General Q+A, Discussion, Feedback on Challenge
All,
Thanks to all who made the 90-Day launch meeting today. (Billy Gioia more than compensated by inviting me to his Critical Friends Group this morning to engage some of the DOE-side coaching staff..+5 Cred points!)
I'm very excited to dig into this work with such a strong group of instructional and systems thinkers. As I mentioned, the goal is for this experience to engage you in a compelling experience within the YouPD challenge format while simultaneously supporting you in designing a compelling challenge experiences for others. I look forward to moving between learner mode and coach mode as we attempt to guide our challenge-building within the challenge framework. Whoa! Experience the hall of mirrors infinite regression that's going on here. A challenge about challenge building about challenge building.
Please take some time in the next day to get things rolling in the challenge space. The direct URL for the challenge space is http://www.youpd.org/challengemaker
Please use this discussion thread for any discussion that falls outside the confines of the specific "required" discussions that exist within the challenge.
Ask questions!
Provide feedback on the workflow and process by which we're engaging in the work!
Offer suggestions for making this challenge better!
Challenges:





Comments
Please offer comments on MacArthur Teacher Badges Contest Draft
If you have a spare moment between now and Monday morning, please take a moment to read and comment on our draft MacArthur DML Teacher Badges contest submission. If you have a Gmail account, you should be able to post your comments directly on the Doc. Thanks in advance for your help!
If you want to see the contest guidelines, visit the DML site: http://www.dmlcompetition.net/Competition/4/teachers-stage-1.php
Well done
I think the draft is very complete. One thing I may mention would be the high quality of the content, as users will access and popularize the best content through self selection. In that way the content is similar to peer reviewed journals, and it allows for a sustainable model of review. I might also mention how schools would make time for these activities, or how schools would value them. Overall, great job!
Thanks for the suggestions
We had to gut 300 words from the version you looked at (not sure when you saw it), so if we do add anything it will have to come at the expense of something else;)
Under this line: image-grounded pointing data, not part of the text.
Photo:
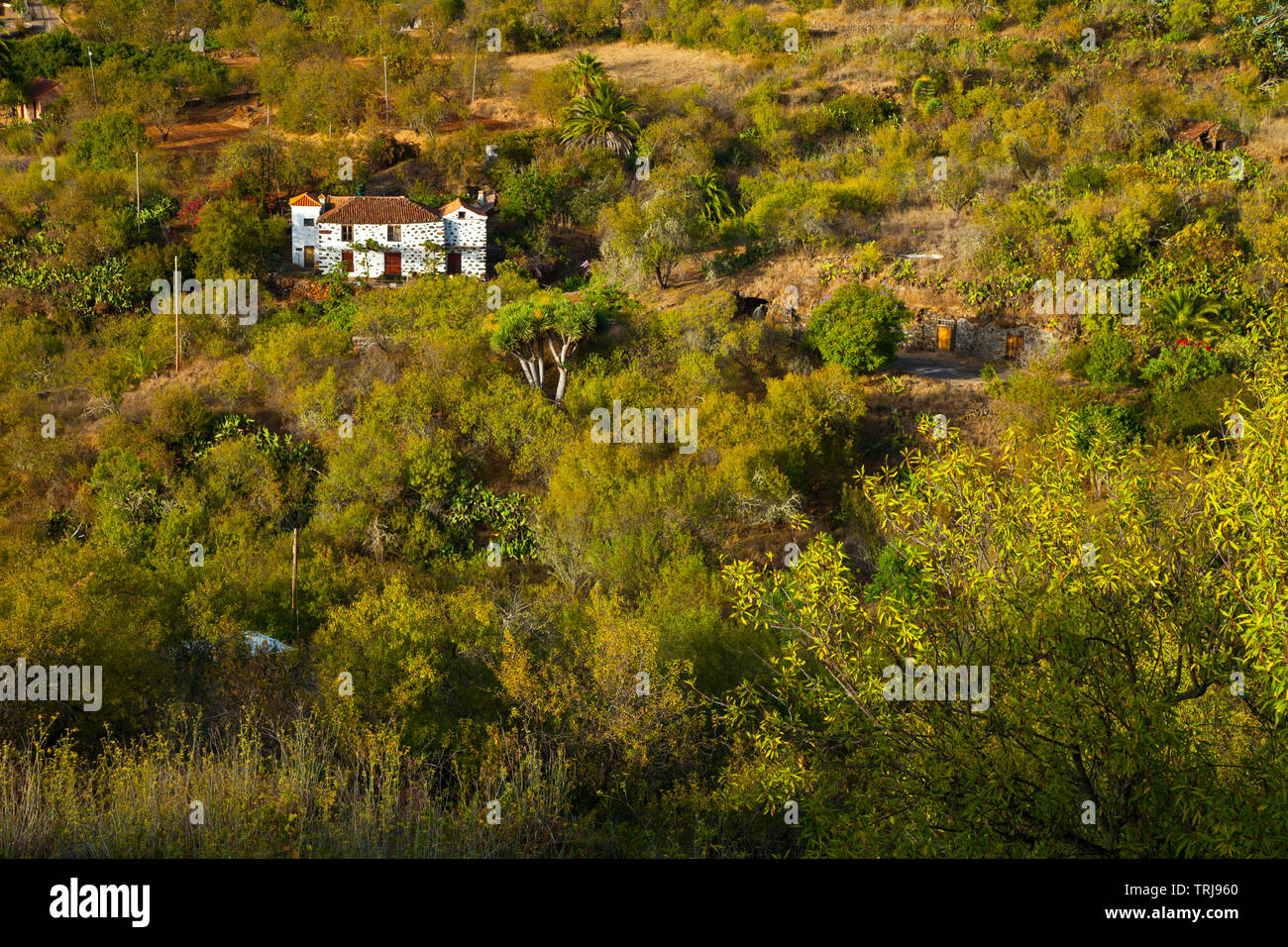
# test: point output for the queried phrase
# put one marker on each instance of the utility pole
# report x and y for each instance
(176, 307)
(475, 77)
(295, 557)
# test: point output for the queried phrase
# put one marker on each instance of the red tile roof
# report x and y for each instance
(468, 205)
(378, 210)
(43, 89)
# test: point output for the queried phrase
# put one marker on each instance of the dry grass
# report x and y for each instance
(645, 63)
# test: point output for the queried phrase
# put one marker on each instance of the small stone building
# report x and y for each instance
(1210, 134)
(931, 331)
(390, 236)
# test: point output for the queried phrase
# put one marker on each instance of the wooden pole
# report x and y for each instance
(176, 289)
(295, 558)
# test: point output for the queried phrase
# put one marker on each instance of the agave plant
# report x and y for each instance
(585, 69)
(716, 205)
(601, 118)
(1185, 315)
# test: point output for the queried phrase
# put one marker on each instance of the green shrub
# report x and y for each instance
(1192, 411)
(858, 328)
(1099, 428)
(1179, 367)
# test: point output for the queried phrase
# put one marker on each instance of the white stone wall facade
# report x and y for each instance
(459, 232)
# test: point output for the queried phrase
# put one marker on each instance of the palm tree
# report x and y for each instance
(601, 118)
(716, 205)
(1185, 315)
(585, 69)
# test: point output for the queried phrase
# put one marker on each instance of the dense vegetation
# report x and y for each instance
(635, 648)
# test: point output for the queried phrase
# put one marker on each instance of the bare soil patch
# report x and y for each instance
(210, 125)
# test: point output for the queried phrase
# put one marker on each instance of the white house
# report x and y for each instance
(390, 236)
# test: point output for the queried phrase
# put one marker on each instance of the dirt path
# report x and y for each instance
(210, 125)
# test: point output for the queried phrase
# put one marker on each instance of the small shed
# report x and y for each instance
(1210, 134)
(39, 95)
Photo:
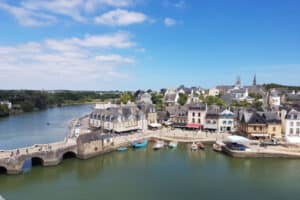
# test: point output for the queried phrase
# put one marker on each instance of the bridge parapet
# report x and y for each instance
(50, 155)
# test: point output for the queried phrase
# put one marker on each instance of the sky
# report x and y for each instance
(142, 44)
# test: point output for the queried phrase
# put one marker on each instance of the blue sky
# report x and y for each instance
(132, 44)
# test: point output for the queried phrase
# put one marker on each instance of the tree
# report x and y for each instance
(125, 97)
(4, 111)
(210, 100)
(182, 99)
(157, 99)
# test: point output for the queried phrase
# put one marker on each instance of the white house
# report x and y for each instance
(213, 92)
(7, 103)
(226, 121)
(292, 126)
(196, 114)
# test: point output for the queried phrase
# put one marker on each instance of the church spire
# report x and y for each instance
(238, 82)
(254, 80)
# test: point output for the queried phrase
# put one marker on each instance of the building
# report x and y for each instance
(177, 115)
(274, 98)
(274, 128)
(253, 125)
(124, 118)
(144, 98)
(196, 115)
(261, 125)
(7, 103)
(150, 112)
(211, 121)
(292, 126)
(171, 97)
(226, 121)
(213, 92)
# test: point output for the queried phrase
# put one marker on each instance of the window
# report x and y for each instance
(291, 123)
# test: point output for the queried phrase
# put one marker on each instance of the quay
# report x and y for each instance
(87, 144)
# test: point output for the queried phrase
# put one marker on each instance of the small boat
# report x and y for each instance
(200, 145)
(218, 146)
(158, 145)
(122, 149)
(173, 144)
(140, 144)
(194, 147)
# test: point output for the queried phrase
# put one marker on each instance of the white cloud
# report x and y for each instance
(44, 12)
(169, 21)
(69, 63)
(27, 17)
(120, 17)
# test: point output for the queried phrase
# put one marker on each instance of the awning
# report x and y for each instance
(193, 126)
(155, 125)
(236, 139)
(259, 135)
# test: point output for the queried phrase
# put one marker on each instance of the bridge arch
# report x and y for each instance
(3, 170)
(68, 155)
(37, 161)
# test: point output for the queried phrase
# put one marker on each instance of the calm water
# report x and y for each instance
(140, 174)
(31, 128)
(166, 174)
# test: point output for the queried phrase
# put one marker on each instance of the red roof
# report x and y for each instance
(193, 125)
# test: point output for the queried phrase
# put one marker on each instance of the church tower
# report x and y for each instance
(254, 80)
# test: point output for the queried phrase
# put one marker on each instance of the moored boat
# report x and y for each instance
(218, 146)
(122, 149)
(194, 147)
(158, 145)
(140, 144)
(200, 145)
(173, 144)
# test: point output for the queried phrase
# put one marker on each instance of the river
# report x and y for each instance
(38, 127)
(146, 174)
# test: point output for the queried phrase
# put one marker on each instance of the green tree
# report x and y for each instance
(4, 111)
(125, 97)
(182, 99)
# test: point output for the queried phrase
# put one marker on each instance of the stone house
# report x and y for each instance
(196, 114)
(124, 118)
(150, 112)
(226, 121)
(292, 126)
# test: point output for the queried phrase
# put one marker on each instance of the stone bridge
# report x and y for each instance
(12, 161)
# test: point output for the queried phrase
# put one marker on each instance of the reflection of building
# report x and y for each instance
(119, 119)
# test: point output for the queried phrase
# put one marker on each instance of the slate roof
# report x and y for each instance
(118, 114)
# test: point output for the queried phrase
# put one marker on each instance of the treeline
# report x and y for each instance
(30, 100)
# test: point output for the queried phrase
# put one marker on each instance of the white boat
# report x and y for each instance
(173, 144)
(194, 147)
(158, 145)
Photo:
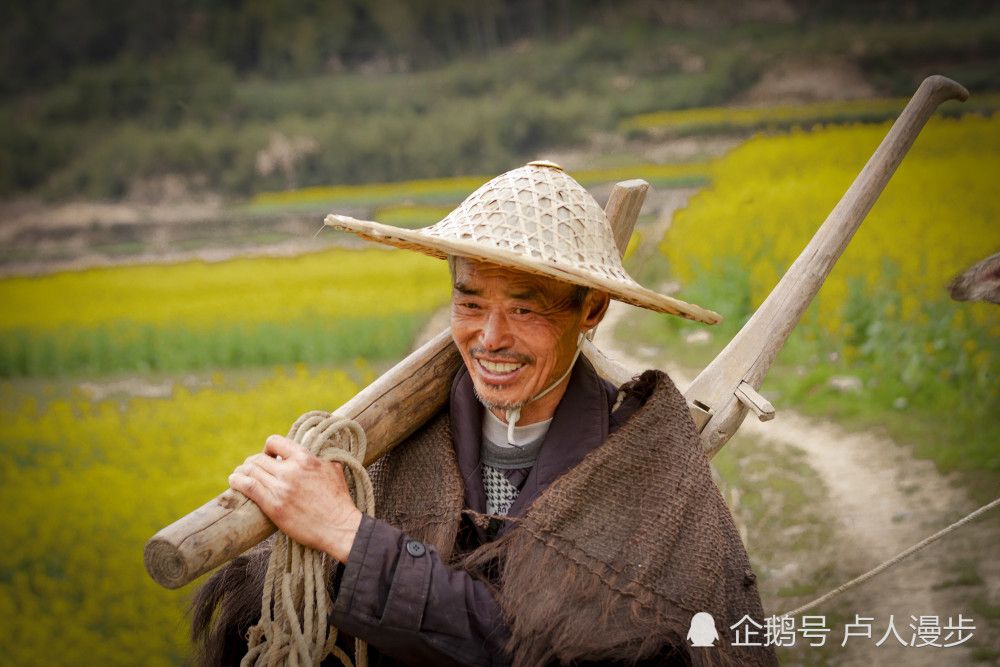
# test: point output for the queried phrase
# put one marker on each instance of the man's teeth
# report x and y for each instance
(499, 368)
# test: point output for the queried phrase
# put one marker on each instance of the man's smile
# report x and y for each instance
(501, 367)
(498, 372)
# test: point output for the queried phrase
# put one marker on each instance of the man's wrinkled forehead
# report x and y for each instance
(473, 277)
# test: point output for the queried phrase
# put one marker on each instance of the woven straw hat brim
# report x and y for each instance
(628, 292)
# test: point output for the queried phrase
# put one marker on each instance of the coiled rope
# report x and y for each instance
(297, 576)
(894, 560)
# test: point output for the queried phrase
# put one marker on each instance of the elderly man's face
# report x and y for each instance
(518, 333)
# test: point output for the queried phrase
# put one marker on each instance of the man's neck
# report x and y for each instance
(538, 410)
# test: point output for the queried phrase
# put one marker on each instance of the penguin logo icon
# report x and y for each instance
(703, 632)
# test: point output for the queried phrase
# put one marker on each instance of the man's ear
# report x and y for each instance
(594, 308)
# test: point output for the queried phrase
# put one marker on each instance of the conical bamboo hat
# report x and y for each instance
(536, 218)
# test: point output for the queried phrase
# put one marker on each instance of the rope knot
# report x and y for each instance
(297, 576)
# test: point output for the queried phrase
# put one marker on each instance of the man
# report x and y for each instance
(546, 516)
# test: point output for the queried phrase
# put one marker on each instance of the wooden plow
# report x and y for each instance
(401, 400)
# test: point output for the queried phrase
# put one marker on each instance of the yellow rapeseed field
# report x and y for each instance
(201, 295)
(937, 215)
(85, 484)
(925, 362)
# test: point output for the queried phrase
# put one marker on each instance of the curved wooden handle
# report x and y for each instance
(748, 357)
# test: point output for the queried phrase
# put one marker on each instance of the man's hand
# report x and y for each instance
(307, 498)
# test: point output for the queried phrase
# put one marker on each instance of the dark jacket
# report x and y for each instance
(398, 595)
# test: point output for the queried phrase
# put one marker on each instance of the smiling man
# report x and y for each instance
(545, 516)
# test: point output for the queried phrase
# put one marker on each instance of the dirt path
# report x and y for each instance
(875, 501)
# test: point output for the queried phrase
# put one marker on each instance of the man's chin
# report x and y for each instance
(492, 397)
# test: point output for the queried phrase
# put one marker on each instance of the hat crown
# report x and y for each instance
(540, 213)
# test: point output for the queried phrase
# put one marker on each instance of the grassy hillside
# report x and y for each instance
(108, 128)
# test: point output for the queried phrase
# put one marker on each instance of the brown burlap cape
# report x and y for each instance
(607, 566)
(614, 558)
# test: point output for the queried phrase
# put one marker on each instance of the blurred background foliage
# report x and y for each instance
(99, 94)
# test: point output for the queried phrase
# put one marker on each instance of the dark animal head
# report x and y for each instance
(980, 282)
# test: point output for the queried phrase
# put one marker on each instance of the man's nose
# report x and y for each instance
(496, 331)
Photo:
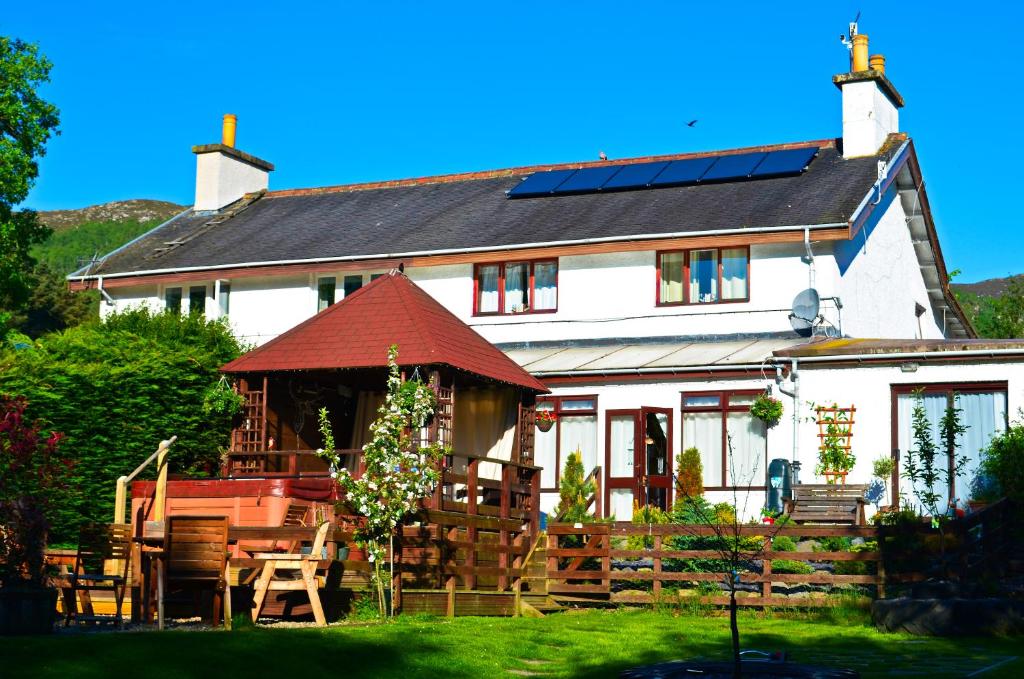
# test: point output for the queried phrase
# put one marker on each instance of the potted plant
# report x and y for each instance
(836, 457)
(767, 409)
(545, 420)
(33, 473)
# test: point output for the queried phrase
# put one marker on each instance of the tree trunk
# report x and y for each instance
(737, 670)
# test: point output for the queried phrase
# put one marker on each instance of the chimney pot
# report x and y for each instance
(859, 52)
(227, 130)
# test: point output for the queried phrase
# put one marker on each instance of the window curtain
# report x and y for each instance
(747, 464)
(734, 273)
(516, 285)
(579, 431)
(545, 286)
(984, 415)
(935, 407)
(704, 431)
(487, 289)
(672, 278)
(704, 276)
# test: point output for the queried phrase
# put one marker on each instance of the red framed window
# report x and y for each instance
(711, 420)
(574, 428)
(704, 276)
(516, 287)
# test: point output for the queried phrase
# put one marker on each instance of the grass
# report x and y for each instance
(586, 644)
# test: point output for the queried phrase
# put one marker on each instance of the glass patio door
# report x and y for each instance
(638, 459)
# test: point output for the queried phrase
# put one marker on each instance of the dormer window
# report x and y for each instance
(704, 276)
(517, 287)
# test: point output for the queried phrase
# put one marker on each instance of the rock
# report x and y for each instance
(949, 617)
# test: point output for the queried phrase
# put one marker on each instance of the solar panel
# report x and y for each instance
(791, 161)
(635, 176)
(733, 167)
(683, 172)
(540, 183)
(588, 179)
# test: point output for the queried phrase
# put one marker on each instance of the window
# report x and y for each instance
(325, 292)
(351, 284)
(172, 300)
(710, 420)
(516, 288)
(704, 277)
(576, 428)
(197, 299)
(983, 412)
(224, 302)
I love that you emphasize the site as fostering a sustainable mechanism for "peer review" in the K-12 space, both as a driver of content quality, but also as a driver of adult learning and professional culture.
Your second question is one we definitely haven't fully hashed out. How should schools or school-leaders understand this space? At this point, we are taking a "direct to teacher" approach, with the assumption that if we are able to build a vibrant learning community, those higher up in the system will ultimately "give credit" to this model. Innovative school leaders might engage us as challenge design partners, or use the existing challenges, to shift their use of brick and mortar PD time towards a blended, asynchronous model.
Great Joi Ito quotes from today's Science times...
"In fact, it is now usually cheaper to just try something than to sit around and try to figure out whether to try something. The product map is now often more complex and more expensive to create than trying to figure it out as you go. The compass has replaced the map, and “rough consensus and running code” has become the fundamental philosophy for the so-called lean start-up movement."
The rapid-iteration of design on a live site, in collaboration with users, couldn't a be more exciting way of working from my perspective. Our primary objective in this R+D process is to learn quickly by trying things, and we now have the official blessings of the head of the MIT Media Lab!
Here's one more from the article that I would love to see embodied as the essential spirit of YouPD.
"Neoteny, one of my favorite words, means the retention of childlike attributes in adulthood: idealism, experimentation and wonder. In this new world, not only must we behave more like children, we also must teach the next generation to retain those attributes that will allow them to be world-changing, innovative adults who will help us reinvent the future."